Mistral Has a New 176B Parameter LLM and a Number of New Customers
Snowflake Copilot built on Mistral Large
Mistral made a new large language model (LLM) available through a Tor link earlier this week, and it is now available through Hugging Face as well. The Mixtral 8x22B has a mixture of experts (MoE) architecture similar to the the Mixtral 8x7B model that debuted in December. However, the new model is larger in parameter count and context window size.
The new model boasts 176B parameters, though the MoE approach means that only two of the 22B “expert models” within the solution will be active at any given time, meaning that only 44B parameters are active. The significance on that front is inference efficiency. This translated into cost and latency savings.

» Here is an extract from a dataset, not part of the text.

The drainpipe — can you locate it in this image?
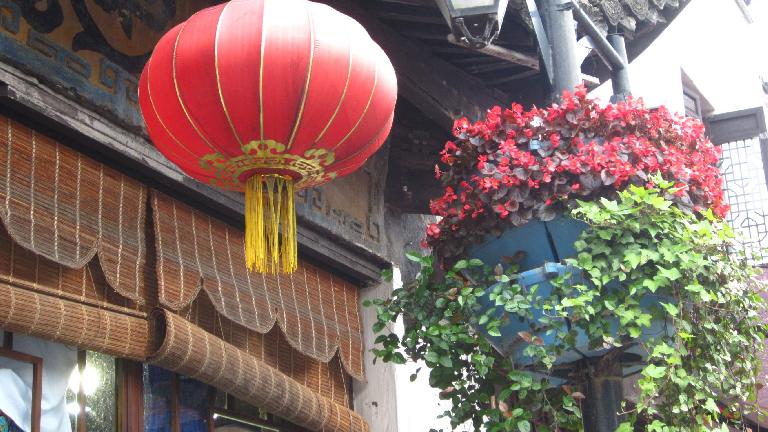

The 65,000 token context window is likely to accommodate about 50,000 words. That is more than double the size of the 32,000 token context window for Mixtral 8x7B.
While Mistral Large launched on Azure and Mistal’s La Platforme last month as a proprietary model, Mixtral 8x22B is an open-source model, issued under an Apache 2.0 license. The new model is the largest of Mistral’s open-source models and is likely similar in size to Mistral Medium, a proprietary model that has restricted availability.
Mistral Lands Snowflake and Other Customers
Unrelated to the new model, Mistral has also started to list its customers. Some of these include BNP Paribas, Orange, MongoDB, Brave and others. Joining those named customers is Snowflake. The company today announced its new Snowflake Copilot, a text-to-sequel generative AI solution. The solution is built on Mistral Large and enables users to generate sequal queries based on natural language requests. This is designed to make the process faster and enable more seamless data exploration.
Overall, we are seeing a lot of momentum from Mistral both in terms of model output and customer activity. It has quickly become a clear rival to Meta as a leader in open-source foundation models and has generated a lot of enthusiasm among developers. Mistral’s European roots also appears to be an asset when you consider its customer base.
We have yet to see public benchmark data related to Mixtral 8x22B but that is likely to arrive soon and given the performance of other Mistral models, it is a good bet that the numbers will be competitive. With strong models from Meta, X.ai, Databricks, and Mistral, companies that prefer open-source models have solid alternatives to OpenAI, Anthropic, and Google.